Le couvent voisin nous ouvrait parfois ses portes à nous les enfants : mes deux jeunes soeurs et moi, quand mes parents étaient informés de dangers de rafles....
En automne 1943, c’est aussi une institution religieuse lyonnaise qui m’a accueilli quelques mois avant que je sois définitivement caché en Haute Loire jusqu’à la Libération.
Lyon c’est aussi mon père, arrêté fin juillet en distribuant des tracts près de la gare Perrache.
Lyon c’est Montluc où il fût interné puis, le convoi du 11 août 1944....

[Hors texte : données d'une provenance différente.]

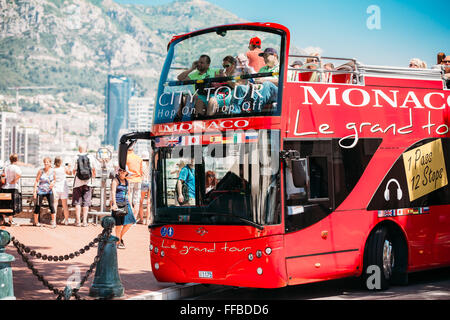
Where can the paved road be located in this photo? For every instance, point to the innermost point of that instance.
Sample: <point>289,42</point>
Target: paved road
<point>429,285</point>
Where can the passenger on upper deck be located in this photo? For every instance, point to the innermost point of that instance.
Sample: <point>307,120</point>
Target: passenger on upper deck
<point>202,71</point>
<point>264,93</point>
<point>221,96</point>
<point>253,55</point>
<point>242,65</point>
<point>270,56</point>
<point>327,76</point>
<point>440,57</point>
<point>417,63</point>
<point>293,74</point>
<point>312,64</point>
<point>446,63</point>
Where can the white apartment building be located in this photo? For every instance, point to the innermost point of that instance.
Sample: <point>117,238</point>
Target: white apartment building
<point>8,133</point>
<point>140,117</point>
<point>17,139</point>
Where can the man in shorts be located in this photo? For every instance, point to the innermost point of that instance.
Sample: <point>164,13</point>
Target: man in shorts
<point>82,189</point>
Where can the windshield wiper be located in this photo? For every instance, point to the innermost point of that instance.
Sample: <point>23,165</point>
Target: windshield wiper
<point>247,221</point>
<point>220,79</point>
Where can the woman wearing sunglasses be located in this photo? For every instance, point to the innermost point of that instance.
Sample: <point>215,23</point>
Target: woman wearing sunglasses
<point>221,97</point>
<point>119,201</point>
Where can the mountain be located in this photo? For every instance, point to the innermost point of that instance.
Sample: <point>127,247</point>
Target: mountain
<point>68,47</point>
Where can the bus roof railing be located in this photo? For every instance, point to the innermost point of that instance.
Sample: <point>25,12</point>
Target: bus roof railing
<point>371,70</point>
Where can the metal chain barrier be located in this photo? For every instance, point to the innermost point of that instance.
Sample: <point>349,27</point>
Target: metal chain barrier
<point>23,251</point>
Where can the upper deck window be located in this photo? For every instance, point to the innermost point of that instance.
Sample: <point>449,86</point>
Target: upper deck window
<point>226,72</point>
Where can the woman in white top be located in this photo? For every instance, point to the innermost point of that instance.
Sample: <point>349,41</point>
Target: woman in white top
<point>61,189</point>
<point>145,189</point>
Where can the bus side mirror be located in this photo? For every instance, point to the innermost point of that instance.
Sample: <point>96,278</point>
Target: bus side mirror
<point>123,151</point>
<point>299,172</point>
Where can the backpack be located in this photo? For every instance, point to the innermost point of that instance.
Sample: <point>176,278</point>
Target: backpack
<point>84,171</point>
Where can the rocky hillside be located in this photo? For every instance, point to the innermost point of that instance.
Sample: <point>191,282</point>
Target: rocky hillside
<point>71,45</point>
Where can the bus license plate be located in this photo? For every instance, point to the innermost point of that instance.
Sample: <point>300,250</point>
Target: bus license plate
<point>205,274</point>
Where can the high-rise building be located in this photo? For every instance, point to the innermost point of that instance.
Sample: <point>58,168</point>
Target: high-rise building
<point>16,139</point>
<point>8,134</point>
<point>118,92</point>
<point>140,117</point>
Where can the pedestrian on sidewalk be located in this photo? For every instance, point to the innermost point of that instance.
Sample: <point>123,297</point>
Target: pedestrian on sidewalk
<point>43,188</point>
<point>61,189</point>
<point>145,189</point>
<point>84,171</point>
<point>134,168</point>
<point>12,173</point>
<point>120,194</point>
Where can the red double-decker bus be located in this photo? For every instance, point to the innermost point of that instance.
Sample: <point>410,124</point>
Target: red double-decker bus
<point>283,176</point>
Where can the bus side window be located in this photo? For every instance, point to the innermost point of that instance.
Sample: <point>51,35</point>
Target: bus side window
<point>318,175</point>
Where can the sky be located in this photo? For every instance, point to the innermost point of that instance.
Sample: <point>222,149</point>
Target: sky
<point>375,32</point>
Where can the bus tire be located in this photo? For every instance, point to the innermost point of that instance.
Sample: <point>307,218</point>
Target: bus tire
<point>379,260</point>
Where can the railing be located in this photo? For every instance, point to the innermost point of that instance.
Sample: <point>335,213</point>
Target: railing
<point>27,186</point>
<point>358,70</point>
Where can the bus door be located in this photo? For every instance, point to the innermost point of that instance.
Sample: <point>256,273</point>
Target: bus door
<point>305,210</point>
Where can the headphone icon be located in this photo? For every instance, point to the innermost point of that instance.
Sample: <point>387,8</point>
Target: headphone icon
<point>399,190</point>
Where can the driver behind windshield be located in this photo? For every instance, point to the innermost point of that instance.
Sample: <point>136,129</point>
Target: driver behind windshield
<point>186,178</point>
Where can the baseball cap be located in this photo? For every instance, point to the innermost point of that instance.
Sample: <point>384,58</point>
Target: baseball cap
<point>268,50</point>
<point>297,62</point>
<point>255,41</point>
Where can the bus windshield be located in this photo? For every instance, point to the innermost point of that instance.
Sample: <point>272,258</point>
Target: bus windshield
<point>216,179</point>
<point>223,72</point>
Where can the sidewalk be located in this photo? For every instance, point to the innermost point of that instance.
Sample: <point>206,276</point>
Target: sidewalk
<point>134,262</point>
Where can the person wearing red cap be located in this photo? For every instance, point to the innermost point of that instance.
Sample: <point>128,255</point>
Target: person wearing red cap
<point>254,60</point>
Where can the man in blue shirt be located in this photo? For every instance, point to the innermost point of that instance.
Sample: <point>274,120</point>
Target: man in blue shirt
<point>187,175</point>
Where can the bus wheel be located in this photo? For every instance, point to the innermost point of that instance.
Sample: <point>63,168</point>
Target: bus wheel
<point>379,260</point>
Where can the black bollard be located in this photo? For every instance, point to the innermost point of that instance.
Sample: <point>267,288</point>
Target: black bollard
<point>107,282</point>
<point>6,277</point>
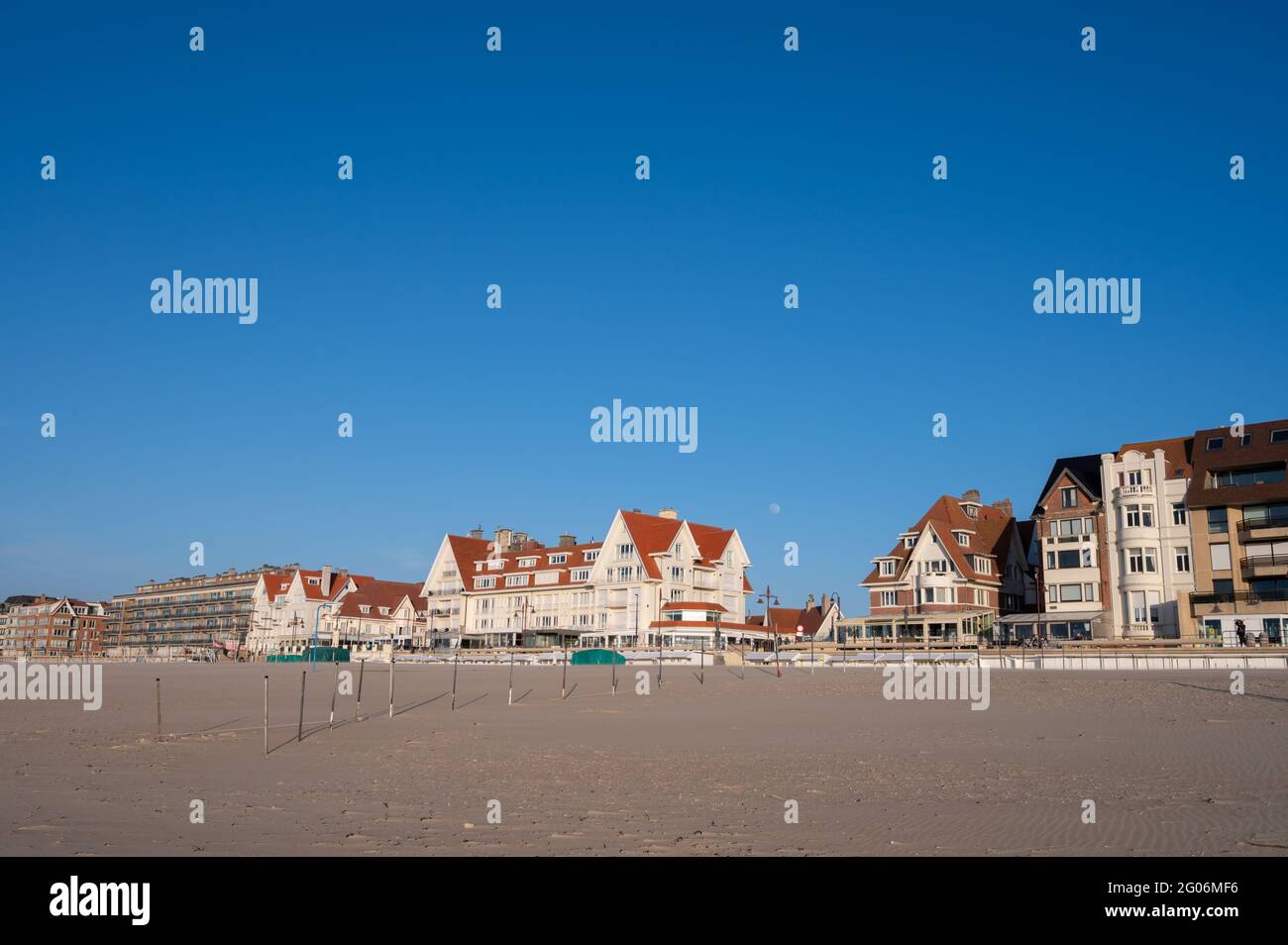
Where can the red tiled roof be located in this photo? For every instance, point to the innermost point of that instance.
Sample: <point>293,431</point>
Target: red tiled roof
<point>380,593</point>
<point>1177,452</point>
<point>991,532</point>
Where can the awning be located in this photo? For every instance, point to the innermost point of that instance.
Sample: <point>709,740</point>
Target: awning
<point>1073,617</point>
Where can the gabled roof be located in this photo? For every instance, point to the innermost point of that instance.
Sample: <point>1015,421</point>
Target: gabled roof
<point>1085,471</point>
<point>991,538</point>
<point>380,593</point>
<point>1177,452</point>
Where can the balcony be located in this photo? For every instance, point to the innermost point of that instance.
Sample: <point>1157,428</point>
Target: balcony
<point>1265,564</point>
<point>1128,492</point>
<point>1240,597</point>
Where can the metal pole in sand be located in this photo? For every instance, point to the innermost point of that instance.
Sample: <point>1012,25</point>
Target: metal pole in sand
<point>357,709</point>
<point>304,678</point>
<point>334,687</point>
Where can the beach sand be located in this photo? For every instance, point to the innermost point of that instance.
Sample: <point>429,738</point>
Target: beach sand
<point>1175,764</point>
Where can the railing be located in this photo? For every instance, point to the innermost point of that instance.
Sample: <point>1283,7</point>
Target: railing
<point>1271,520</point>
<point>1131,490</point>
<point>1275,559</point>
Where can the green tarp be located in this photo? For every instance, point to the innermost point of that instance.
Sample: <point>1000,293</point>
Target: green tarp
<point>596,657</point>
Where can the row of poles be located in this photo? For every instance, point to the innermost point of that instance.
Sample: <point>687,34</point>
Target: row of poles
<point>362,666</point>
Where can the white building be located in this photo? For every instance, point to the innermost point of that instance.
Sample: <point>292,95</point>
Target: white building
<point>516,591</point>
<point>288,609</point>
<point>1147,536</point>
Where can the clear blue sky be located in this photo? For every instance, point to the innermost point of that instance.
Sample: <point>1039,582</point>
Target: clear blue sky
<point>518,167</point>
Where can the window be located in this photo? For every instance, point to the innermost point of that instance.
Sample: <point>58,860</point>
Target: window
<point>1261,475</point>
<point>1220,557</point>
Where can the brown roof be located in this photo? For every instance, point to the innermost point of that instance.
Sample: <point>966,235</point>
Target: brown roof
<point>380,593</point>
<point>991,536</point>
<point>1176,451</point>
<point>1235,456</point>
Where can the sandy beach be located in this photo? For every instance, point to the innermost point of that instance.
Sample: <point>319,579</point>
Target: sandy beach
<point>1175,764</point>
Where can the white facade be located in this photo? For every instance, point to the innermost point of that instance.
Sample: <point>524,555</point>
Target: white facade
<point>489,592</point>
<point>287,609</point>
<point>1147,544</point>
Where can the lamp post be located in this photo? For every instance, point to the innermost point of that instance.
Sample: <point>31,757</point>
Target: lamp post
<point>769,599</point>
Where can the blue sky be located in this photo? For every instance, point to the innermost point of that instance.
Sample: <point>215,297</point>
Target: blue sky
<point>518,167</point>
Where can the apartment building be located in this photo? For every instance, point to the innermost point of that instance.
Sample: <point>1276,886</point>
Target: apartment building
<point>948,577</point>
<point>183,617</point>
<point>375,614</point>
<point>1070,535</point>
<point>1237,506</point>
<point>815,621</point>
<point>511,589</point>
<point>1147,537</point>
<point>287,610</point>
<point>42,627</point>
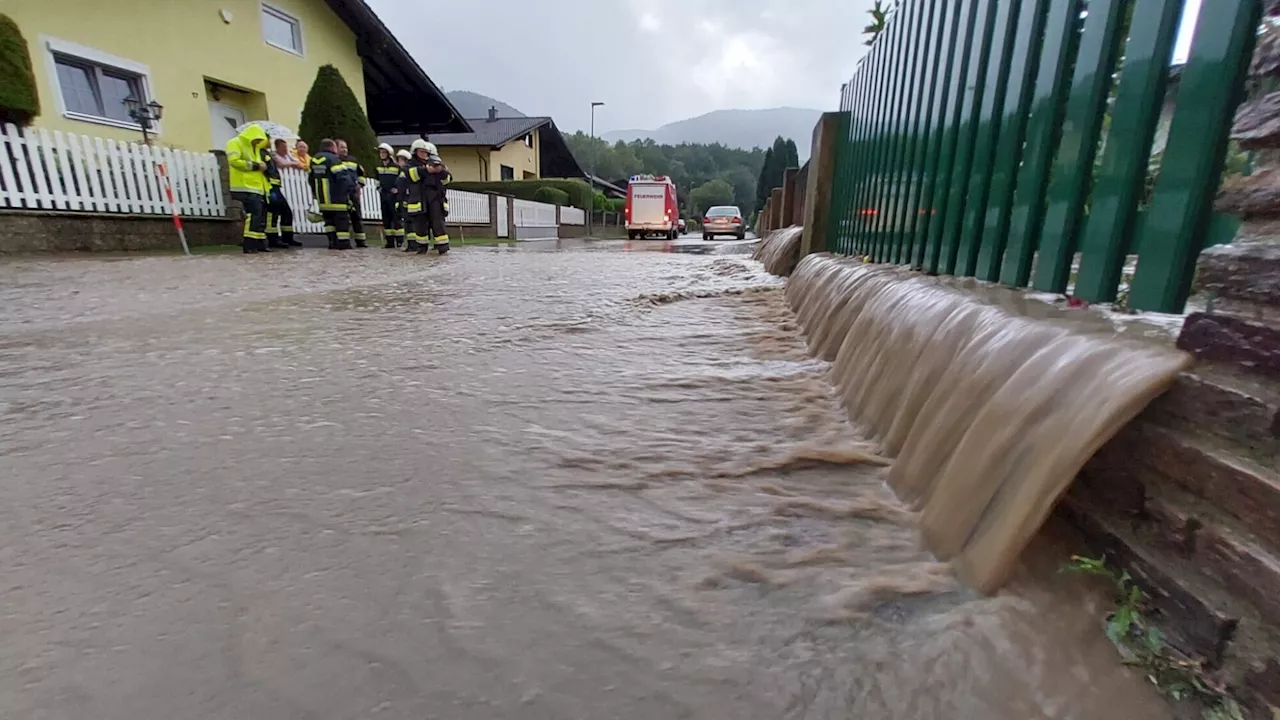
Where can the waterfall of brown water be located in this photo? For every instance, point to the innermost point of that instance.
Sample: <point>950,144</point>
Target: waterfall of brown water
<point>781,250</point>
<point>990,413</point>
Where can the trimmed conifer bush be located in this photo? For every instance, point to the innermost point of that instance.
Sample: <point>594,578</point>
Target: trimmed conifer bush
<point>19,103</point>
<point>332,110</point>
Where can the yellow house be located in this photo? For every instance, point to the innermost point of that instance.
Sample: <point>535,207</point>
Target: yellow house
<point>214,64</point>
<point>502,149</point>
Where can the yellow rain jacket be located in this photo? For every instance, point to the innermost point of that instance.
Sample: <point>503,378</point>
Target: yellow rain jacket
<point>245,156</point>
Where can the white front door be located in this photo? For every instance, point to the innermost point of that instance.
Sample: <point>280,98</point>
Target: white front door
<point>224,119</point>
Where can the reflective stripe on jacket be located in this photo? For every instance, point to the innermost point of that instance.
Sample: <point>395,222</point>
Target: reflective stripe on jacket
<point>245,158</point>
<point>387,178</point>
<point>332,181</point>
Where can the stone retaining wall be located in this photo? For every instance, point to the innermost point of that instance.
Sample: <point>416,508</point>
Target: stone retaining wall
<point>39,231</point>
<point>1187,497</point>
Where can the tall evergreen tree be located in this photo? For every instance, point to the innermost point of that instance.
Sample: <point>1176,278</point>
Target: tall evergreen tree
<point>19,101</point>
<point>332,110</point>
<point>792,155</point>
<point>762,185</point>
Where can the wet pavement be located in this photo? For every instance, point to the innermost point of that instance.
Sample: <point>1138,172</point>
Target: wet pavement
<point>507,483</point>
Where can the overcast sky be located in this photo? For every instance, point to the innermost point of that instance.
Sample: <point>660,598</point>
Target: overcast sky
<point>652,62</point>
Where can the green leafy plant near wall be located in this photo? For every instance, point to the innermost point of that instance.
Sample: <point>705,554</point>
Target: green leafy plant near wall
<point>577,191</point>
<point>332,110</point>
<point>551,195</point>
<point>1142,646</point>
<point>19,103</point>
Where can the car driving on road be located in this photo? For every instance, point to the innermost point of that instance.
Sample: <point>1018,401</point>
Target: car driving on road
<point>723,219</point>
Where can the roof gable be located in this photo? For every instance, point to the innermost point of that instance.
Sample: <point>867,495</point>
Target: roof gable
<point>400,95</point>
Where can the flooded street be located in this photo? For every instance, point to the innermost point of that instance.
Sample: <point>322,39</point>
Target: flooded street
<point>497,484</point>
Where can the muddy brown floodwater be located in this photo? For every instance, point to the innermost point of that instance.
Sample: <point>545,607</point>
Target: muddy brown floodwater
<point>498,484</point>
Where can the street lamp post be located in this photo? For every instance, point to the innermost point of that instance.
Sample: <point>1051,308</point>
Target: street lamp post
<point>146,115</point>
<point>590,173</point>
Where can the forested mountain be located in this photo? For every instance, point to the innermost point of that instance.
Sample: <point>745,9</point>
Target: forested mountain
<point>734,128</point>
<point>690,165</point>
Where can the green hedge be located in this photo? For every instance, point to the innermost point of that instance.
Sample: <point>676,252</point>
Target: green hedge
<point>332,110</point>
<point>551,195</point>
<point>18,100</point>
<point>579,192</point>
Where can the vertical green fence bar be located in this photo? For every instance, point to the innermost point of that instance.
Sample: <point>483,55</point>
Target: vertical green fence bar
<point>855,145</point>
<point>901,44</point>
<point>855,151</point>
<point>1024,67</point>
<point>933,145</point>
<point>919,57</point>
<point>1004,33</point>
<point>1073,171</point>
<point>881,81</point>
<point>974,90</point>
<point>878,108</point>
<point>844,149</point>
<point>1042,132</point>
<point>1192,165</point>
<point>968,14</point>
<point>904,42</point>
<point>933,65</point>
<point>1109,231</point>
<point>848,154</point>
<point>860,135</point>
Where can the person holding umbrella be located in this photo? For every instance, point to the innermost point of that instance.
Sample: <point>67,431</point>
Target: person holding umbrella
<point>388,191</point>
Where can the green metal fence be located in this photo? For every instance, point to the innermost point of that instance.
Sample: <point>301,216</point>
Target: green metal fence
<point>1009,140</point>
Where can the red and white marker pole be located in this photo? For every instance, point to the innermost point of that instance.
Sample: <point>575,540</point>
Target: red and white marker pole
<point>173,206</point>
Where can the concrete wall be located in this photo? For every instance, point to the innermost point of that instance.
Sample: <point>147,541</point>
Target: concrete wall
<point>32,231</point>
<point>1187,497</point>
<point>466,164</point>
<point>177,46</point>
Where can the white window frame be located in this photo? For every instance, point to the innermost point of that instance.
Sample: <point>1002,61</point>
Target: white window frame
<point>55,46</point>
<point>288,17</point>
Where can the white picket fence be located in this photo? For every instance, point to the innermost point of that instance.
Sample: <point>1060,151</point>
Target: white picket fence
<point>465,208</point>
<point>572,215</point>
<point>73,172</point>
<point>530,214</point>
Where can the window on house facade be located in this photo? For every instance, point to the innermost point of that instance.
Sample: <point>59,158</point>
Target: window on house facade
<point>95,90</point>
<point>282,30</point>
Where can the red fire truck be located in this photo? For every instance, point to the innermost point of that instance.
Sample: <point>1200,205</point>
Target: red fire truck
<point>652,208</point>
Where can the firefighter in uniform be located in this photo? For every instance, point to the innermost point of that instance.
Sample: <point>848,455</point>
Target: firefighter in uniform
<point>357,218</point>
<point>402,158</point>
<point>388,178</point>
<point>333,182</point>
<point>425,200</point>
<point>279,215</point>
<point>248,183</point>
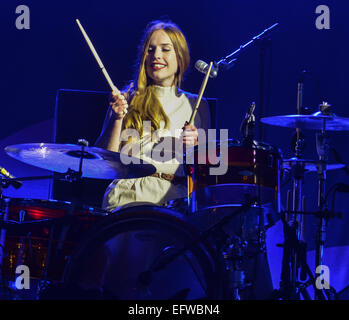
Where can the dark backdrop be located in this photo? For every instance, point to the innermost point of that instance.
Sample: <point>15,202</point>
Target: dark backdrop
<point>53,55</point>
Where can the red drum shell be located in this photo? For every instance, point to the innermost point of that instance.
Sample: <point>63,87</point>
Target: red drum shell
<point>30,245</point>
<point>251,171</point>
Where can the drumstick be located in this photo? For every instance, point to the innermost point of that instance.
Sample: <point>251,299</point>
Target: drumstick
<point>201,92</point>
<point>99,61</point>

Lyon ensuite s’est à nouveau imposé à moi en 1987 au moment du procès de Klaus Barbie où nous étions - ma mère, mes soeurs et moi - Parties Civiles pour ce Convoi du 11 août, la déportation de mon père, sa mort ensuite mi avril 1945, dans le camp d’extermination de Melk en Autriche.
Ce crime contre l’ Humanité parmi les multiples autres crimes contre l’ Humanité dont Barbie avait à répondre.
Lyon est aujourd’hui la ville où j’ai décidé de vivre ma retraite.
Souvent, il m’est arrivé de lutter contre l’injustice, pour le droit des peuples à leur indépendance et à leur liberté dont celles, essentielles, du peuple Algérien.
Jamais, dans ces combats qui ont marqué ma jeunesse, ma vie tout court, il m’est venu à l’esprit de faire valoir mon identité juive.
Comme beaucoup, j’étais anticolonialiste, internationaliste comme on le disait alors.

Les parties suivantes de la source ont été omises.